To be successful, DCTs cannot just be about patient participation. Medidata is redefining how sponsors and CROs manage their activities not just at the site but off the site as well, giving them the flexibility to support any level of decentralization required in a protocol.

The Medidata DCT Program’s embedded capabilities for risk identification, monitoring, and mitigation allow for true digital oversight, where physical and virtual interactions with sites can be optimized while maintaining patient safety and data quality. The program also allows for powerful workflows driven from patient-centric data, such as shipping the investigational product directly to the patient or making automated dosage adjustments.

Medidata Digital Oversight enables continuous data monitoring from anywhere, allowing sponsors and CROs to innovate and optimize approaches to trial design, physical and virtual interactions with sites, and support a holistic portfolio strategy.

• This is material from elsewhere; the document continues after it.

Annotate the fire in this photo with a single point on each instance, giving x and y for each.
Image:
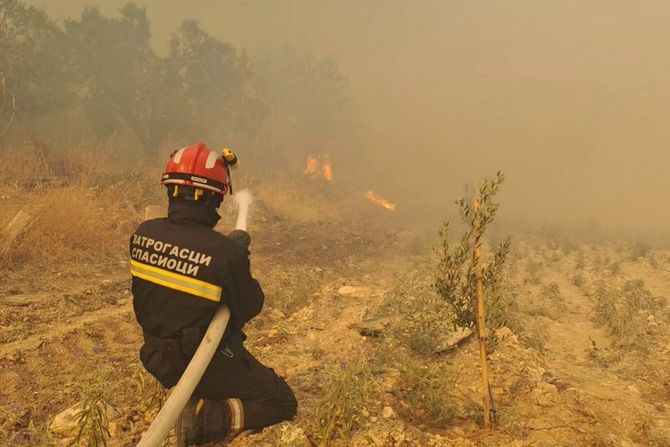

Because patient data collection does not happen in a typical controlled environment, DCT models have inherent data quality risks, and when point solutions are cobbled together instead of using a unified platform, there’s an additional layer of risk involved. Which is why the Medidata DCT Program being fully integrated and hosted on a unified platform is so significant.

Technology needs to be integrated into the operational and decision-making processes. Interoperability is critical. We can put all these capabilities to DCT the entire trial on one data platform and tune them up or down based on the specific customer protocol design. With these flexibilities, Medidata is able to support sponsors and CROs in research areas ranging from cardiovascular disease, neurology and oncology, to rare diseases and infectious diseases such as Covid-19.

How do you foresee major DCT markets for Medidata in the APAC region and its edge over the other players in the market?

The DCT Program marks an important evolution in Medidata’s vision for how we can better serve patients and customers, by accelerating research and bringing novel therapies to market in record time. With APAC fast becoming the preferred choice for clinical trials, it is crucial that we provide the area with cutting-edge tools. We want to ensure that sponsors and CROs in APAC have access to the leading end-to-end, unified and secure life sciences platform.

Globally, Medidata has more than 90 accredited partners with 24,000 studies conducted. Of these 7,700 of these studies are in APAC. We recognize APAC’s great growth potential. Several sponsors in Korea and China are using our solutions, such as eConsent and eCoA in advanced clinical trials. To ensure the growth of the region, we are also aggressively expanding our team in the region to better support our partners and customers in their trial studies.

How does Medidata plan to leverage the DCT Program to accelerate research in the APAC region and bring novel therapies to market in record time?

At the industry level, there is a struggle to efficiently manage clinical trials due to a fragmented and rapidly changing trial ecosystem. As a result, clinical operations, in APAC or any other part of the world, must evolve at the pace of the research it supports. There are three key areas where clinical operations must evolve to meet the needs of today’s complex trials. The first is trial execution. Optimized trial operations require effective communication and information sharing. Traditional clinical operations practices require data entry within multiple siloed locations, which creates a high risk that key activities and actions will be missed.

The second is the ability to evolve the strategy for clinical operations towards risk-based approaches using risk-based quality management (RBQM) principles. While it’s clear from recent regulatory guidance and learnings from the pandemic that companies who adopted risk-based approaches towards study design and execution fared better during COVID-19, most RBQM technologies are essentially cobbled together point solutions, rather than holistic end-to-end solutions.

Finally, we know that future trials will not look or perform the same as they have in the past. Today’s technologies must be able to support all manner of brick and mortar as well as decentralized trials. At the intersection of these areas is digital oversight, Medidata’s unique set of capabilities to drive the next generation of clinical operations.